Protokoll der Sitzung vom 28.08.2008

In einer solchen Situation ist es besonders wichtig, dass das Vertrauen in unsere Verfassungs- und Staatsorgane gegeben und deren Integrität unbestritten ist. Herr Kollege Schaus, das gilt insbesondere für unsere Sicherheitsorgane.

Die Integrität wird gerade dann untergraben, wenn die ordnungsgemäße und rechtmäßige Amtsführung bestritten wird. Meine Damen und Herren, das ist im Innenausschuss des Hessischen Landtags durch die Unterstellung geschehen, das Landesamt für Verfassungsschutz habe vor dem Anschlag auf das 13-jährige Mädchen im Schwalm-Eder-Kreis mehr gewusst, aber pflichtwidrig nichts gemacht. Das ist der Vorwurf, den Herr Schaus erhoben hat.

(Hans-Jürgen Irmer (CDU): Herr Schaus soll hier vorne hinkommen!)

Das Landesamt habe mehr gewusst, aber pflichtwidrig nichts gemacht. Es habe offenkundige Hinweise nicht bearbeitet. – Herr Kollege van Ooyen, es ist falsch, was Sie hier vorgetragen haben. Die besorgniserregende Situation im Schwalm-Eder-Kreis war bekannt, hier geht es aber um einen anderen Punkt. Hier geht es darum, dass offenkundige – so ist es im Innenausschuss formuliert worden – Hinweise nicht bearbeitet worden seien. – Den Beweis für diese Aussage sind Sie schuldig geblieben. Das ist nicht akzeptabel, darüber streiten wir an dieser Stelle.
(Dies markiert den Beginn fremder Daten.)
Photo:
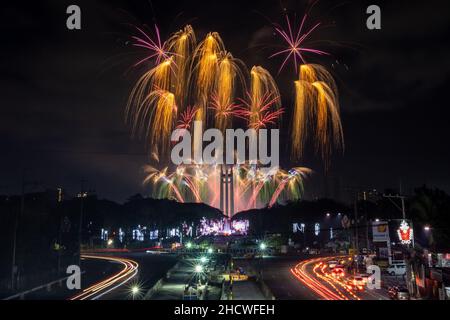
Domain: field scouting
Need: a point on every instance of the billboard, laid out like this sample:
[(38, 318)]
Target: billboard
[(380, 231)]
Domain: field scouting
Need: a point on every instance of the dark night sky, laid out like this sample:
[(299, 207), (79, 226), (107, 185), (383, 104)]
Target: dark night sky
[(63, 92)]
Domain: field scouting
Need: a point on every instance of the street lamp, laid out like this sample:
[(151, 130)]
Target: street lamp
[(135, 290)]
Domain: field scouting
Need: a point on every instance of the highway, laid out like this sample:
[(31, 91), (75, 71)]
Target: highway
[(126, 274), (315, 275)]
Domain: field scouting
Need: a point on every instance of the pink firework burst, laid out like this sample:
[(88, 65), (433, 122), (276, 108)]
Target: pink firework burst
[(221, 110), (258, 111), (156, 47), (295, 42), (186, 118)]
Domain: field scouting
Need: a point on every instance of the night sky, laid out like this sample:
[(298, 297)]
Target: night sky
[(63, 93)]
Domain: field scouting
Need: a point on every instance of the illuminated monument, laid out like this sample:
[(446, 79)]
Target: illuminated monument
[(227, 190)]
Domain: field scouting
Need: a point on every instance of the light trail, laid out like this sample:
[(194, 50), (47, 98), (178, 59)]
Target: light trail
[(96, 291)]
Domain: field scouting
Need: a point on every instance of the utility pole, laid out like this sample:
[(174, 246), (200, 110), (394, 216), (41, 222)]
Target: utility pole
[(356, 231), (80, 225), (16, 227), (14, 267)]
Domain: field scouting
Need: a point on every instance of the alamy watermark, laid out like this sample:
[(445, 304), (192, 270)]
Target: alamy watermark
[(229, 149)]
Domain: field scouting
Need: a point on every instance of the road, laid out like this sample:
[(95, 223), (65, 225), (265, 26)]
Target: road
[(315, 275), (305, 278), (141, 270), (128, 271)]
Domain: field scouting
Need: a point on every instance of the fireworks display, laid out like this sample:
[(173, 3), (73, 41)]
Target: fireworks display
[(202, 81)]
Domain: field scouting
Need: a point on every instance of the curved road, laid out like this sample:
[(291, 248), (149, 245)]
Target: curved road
[(315, 275), (96, 291)]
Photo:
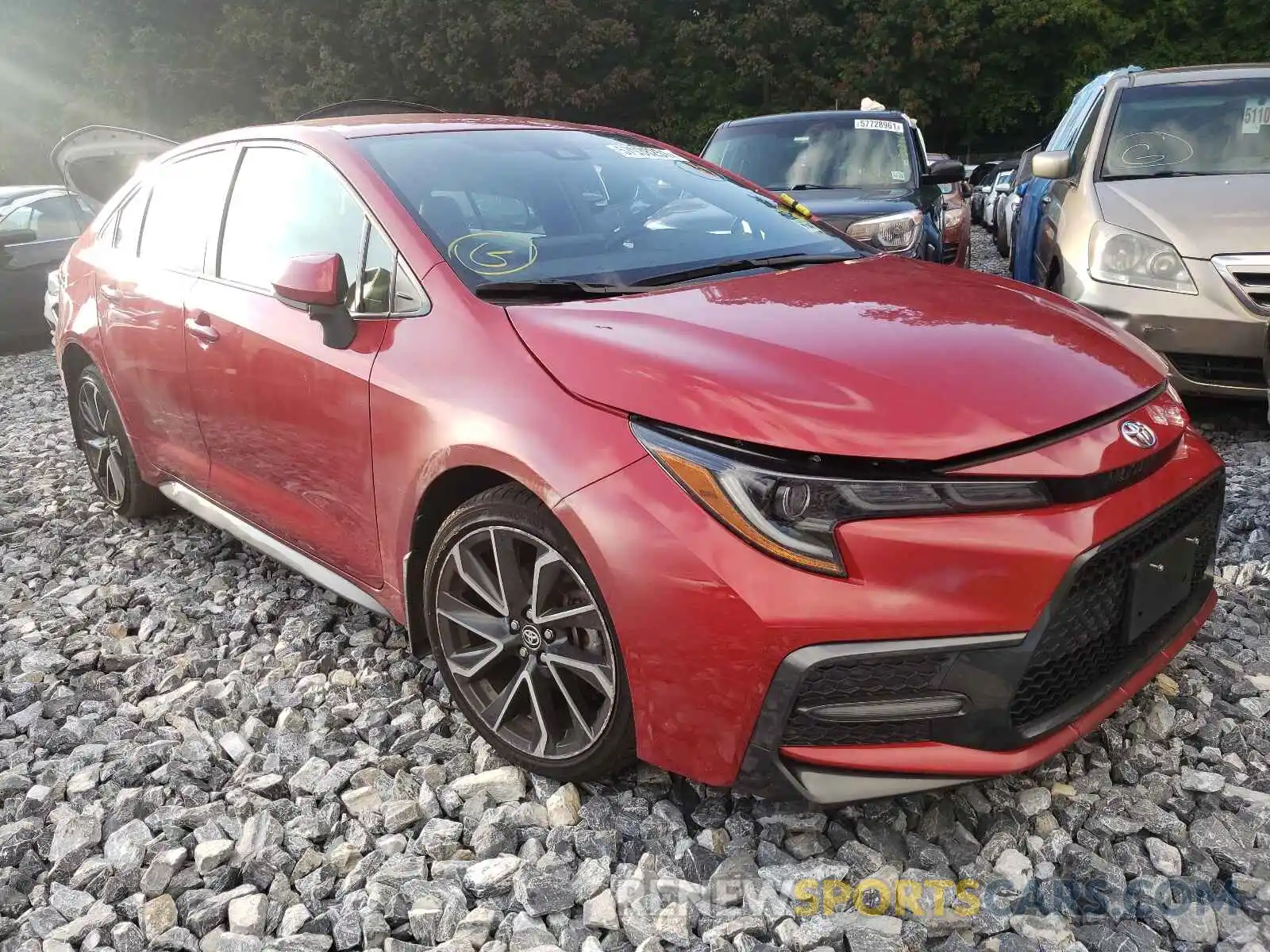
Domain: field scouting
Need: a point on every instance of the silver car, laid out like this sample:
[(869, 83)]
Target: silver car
[(1159, 219)]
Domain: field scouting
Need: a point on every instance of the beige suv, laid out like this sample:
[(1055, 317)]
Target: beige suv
[(1159, 219)]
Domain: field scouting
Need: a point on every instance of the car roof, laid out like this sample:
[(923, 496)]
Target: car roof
[(893, 114), (397, 125), (351, 127), (1198, 74), (10, 194), (25, 198)]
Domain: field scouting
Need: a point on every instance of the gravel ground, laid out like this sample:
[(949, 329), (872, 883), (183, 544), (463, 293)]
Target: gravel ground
[(201, 750)]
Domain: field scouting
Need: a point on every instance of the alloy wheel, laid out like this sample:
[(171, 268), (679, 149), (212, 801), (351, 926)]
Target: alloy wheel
[(526, 643), (103, 442)]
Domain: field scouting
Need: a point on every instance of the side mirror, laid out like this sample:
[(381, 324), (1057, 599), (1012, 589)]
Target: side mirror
[(317, 283), (18, 238), (1052, 165), (944, 171)]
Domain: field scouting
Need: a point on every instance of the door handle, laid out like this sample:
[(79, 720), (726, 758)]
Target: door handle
[(200, 325)]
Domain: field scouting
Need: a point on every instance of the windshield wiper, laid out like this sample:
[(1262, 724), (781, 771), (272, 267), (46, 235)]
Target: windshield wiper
[(550, 290), (743, 264), (1157, 175)]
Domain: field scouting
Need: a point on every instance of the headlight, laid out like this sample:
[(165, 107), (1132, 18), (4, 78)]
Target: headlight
[(791, 514), (1123, 257), (891, 232)]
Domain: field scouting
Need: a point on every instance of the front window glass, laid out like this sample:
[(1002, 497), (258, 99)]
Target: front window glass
[(285, 205), (1191, 129), (848, 152), (567, 205), (16, 219)]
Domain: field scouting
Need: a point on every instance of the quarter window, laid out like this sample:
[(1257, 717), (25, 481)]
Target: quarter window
[(129, 230), (375, 295), (1081, 146), (55, 219), (186, 207), (287, 203)]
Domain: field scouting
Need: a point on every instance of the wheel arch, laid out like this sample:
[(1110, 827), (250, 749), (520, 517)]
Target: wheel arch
[(441, 498), (74, 359)]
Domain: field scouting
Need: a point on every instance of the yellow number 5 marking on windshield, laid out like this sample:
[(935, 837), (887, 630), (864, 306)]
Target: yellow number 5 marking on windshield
[(495, 253)]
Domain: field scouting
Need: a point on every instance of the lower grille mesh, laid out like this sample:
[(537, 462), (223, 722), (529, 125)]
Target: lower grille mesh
[(1083, 644)]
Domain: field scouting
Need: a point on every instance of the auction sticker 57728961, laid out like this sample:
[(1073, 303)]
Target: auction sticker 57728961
[(883, 125)]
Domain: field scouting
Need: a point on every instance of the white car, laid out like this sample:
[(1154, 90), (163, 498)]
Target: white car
[(1000, 186), (1006, 226)]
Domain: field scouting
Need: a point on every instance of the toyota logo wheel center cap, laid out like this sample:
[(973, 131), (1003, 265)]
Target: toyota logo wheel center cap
[(1138, 435)]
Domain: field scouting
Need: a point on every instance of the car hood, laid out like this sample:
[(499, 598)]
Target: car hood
[(98, 160), (876, 357), (1199, 215)]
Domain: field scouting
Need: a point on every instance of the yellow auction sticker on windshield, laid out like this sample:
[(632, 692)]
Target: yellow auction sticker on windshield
[(495, 254), (1257, 113)]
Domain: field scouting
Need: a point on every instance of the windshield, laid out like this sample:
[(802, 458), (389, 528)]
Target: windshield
[(1191, 129), (567, 205), (838, 152)]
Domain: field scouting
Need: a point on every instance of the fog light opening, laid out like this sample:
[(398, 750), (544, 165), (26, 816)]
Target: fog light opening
[(891, 710)]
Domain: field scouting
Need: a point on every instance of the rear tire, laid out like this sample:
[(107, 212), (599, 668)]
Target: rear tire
[(524, 639), (111, 461)]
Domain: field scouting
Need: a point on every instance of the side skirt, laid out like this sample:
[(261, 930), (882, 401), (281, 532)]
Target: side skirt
[(221, 518)]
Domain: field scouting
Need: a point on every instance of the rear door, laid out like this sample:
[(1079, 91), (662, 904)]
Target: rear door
[(286, 418), (158, 247)]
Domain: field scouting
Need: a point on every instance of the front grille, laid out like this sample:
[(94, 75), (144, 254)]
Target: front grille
[(1083, 643), (1221, 370), (1249, 277), (846, 679), (803, 730)]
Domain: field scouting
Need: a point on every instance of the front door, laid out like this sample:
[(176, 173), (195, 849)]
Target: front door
[(286, 419), (158, 247)]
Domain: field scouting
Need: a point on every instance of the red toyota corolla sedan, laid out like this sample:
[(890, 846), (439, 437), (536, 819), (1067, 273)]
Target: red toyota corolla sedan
[(652, 463)]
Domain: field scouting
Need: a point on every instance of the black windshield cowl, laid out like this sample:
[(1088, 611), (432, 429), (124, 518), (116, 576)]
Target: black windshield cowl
[(1157, 175), (531, 291), (745, 264)]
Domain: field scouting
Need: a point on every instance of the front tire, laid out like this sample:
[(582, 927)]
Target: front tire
[(524, 639), (111, 461)]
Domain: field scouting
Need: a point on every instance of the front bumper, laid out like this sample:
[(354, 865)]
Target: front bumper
[(706, 622), (1214, 344), (1026, 696)]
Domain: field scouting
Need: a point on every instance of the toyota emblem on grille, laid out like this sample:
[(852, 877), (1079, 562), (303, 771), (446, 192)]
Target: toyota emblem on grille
[(1140, 435)]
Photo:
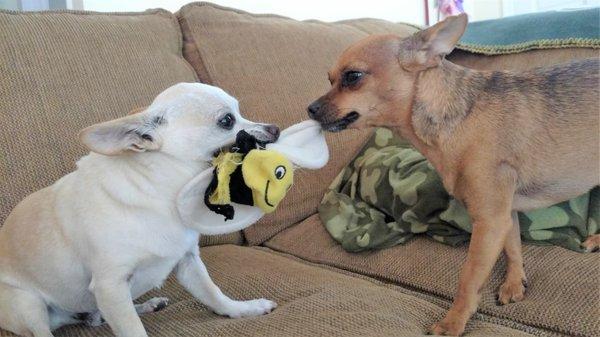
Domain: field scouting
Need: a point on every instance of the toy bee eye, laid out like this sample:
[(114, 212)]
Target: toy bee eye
[(279, 172)]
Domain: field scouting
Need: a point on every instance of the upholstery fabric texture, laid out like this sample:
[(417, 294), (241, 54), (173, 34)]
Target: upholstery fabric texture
[(312, 301), (563, 285)]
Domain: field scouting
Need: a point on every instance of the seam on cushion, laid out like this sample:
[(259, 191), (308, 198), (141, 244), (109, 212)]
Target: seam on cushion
[(152, 11), (184, 26), (255, 15), (179, 29), (385, 279), (149, 12), (348, 23), (433, 298)]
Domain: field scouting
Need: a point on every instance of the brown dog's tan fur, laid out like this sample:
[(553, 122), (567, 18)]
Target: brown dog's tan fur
[(501, 141)]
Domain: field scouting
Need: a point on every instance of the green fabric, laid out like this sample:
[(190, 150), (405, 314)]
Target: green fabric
[(555, 29), (390, 192)]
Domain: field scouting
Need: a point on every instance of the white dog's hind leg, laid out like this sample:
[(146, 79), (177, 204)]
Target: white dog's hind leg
[(23, 312), (192, 274), (152, 305), (114, 301)]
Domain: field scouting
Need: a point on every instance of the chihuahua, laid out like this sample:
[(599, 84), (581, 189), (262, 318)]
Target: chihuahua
[(501, 141), (84, 248)]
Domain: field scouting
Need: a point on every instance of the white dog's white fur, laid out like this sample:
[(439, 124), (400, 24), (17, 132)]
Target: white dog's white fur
[(108, 232)]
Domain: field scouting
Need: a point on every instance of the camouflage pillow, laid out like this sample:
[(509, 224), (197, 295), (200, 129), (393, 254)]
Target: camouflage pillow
[(390, 192)]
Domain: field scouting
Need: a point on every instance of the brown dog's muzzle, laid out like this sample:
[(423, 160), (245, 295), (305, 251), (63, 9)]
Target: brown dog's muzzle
[(325, 114)]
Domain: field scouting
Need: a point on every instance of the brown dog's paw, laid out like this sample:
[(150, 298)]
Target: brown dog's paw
[(512, 291), (592, 244), (447, 327)]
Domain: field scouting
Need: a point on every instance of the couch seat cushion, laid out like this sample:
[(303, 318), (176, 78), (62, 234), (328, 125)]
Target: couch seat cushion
[(313, 301), (563, 288), (276, 66)]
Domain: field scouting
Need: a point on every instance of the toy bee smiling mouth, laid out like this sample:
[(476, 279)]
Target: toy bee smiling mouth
[(250, 179)]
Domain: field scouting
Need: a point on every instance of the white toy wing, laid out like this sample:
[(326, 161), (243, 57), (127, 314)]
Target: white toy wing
[(303, 144)]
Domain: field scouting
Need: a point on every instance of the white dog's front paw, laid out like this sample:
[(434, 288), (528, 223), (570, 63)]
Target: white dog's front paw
[(238, 309)]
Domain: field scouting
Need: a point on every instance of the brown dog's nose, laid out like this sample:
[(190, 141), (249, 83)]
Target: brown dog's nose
[(313, 109), (273, 130)]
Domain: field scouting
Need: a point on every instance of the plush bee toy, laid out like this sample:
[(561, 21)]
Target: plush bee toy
[(250, 179), (250, 175)]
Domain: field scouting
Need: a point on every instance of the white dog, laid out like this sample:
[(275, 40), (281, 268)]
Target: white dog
[(107, 233)]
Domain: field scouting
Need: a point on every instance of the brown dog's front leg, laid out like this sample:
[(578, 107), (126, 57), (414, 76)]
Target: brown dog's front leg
[(513, 288), (489, 205)]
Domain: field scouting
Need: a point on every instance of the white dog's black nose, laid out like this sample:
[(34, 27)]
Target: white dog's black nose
[(273, 131)]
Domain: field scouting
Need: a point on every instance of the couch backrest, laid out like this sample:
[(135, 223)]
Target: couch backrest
[(63, 71)]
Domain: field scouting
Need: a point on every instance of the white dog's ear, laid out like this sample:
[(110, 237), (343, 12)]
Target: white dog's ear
[(429, 46), (130, 133)]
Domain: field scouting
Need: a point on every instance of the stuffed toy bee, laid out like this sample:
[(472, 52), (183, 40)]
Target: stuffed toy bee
[(248, 175), (250, 179)]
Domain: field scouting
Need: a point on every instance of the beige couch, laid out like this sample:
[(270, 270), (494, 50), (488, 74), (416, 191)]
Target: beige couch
[(62, 71)]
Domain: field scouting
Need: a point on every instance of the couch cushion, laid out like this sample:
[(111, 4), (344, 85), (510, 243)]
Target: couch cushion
[(313, 301), (63, 71), (563, 285), (276, 66)]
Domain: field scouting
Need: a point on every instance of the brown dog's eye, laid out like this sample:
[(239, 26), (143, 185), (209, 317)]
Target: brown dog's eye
[(351, 78)]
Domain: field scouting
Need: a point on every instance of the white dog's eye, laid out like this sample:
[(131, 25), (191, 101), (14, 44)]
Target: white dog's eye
[(279, 172), (226, 122)]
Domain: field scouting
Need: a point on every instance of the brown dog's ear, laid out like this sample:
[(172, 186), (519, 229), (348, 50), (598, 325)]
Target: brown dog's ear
[(429, 46), (115, 137)]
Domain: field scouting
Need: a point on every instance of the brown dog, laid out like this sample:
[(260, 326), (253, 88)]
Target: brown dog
[(501, 141)]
(Beifall bei der CDU und der FDP)

Die FDP-Fraktion hat es zu Recht aufgegriffen. Dieser Vorwurf, der nicht bewiesen werden kann, kommt nicht von irgendwem. Dieser unbewiesene Vorwurf kommt von einem Repräsentanten eines Verfassungsorgans des Landes Hessen, dem Vizepräsidenten des Hessischen Landtags, Hermann Schaus. Das ist der unsägliche Vorgang, den wir hier beklagen.

(Beifall bei der CDU und der FDP)

Herr Kollege Schaus, dieses Verhalten untergräbt die Autorität und die Integrität des Amtes des Vizepräsidenten.Deswegen ist auch die CDU-Fraktion der Auffassung, dass Sie als Vizepräsident dieses Landtags untragbar sind.

(Zuruf der Abg. Janine Wissler (DIE LINKE))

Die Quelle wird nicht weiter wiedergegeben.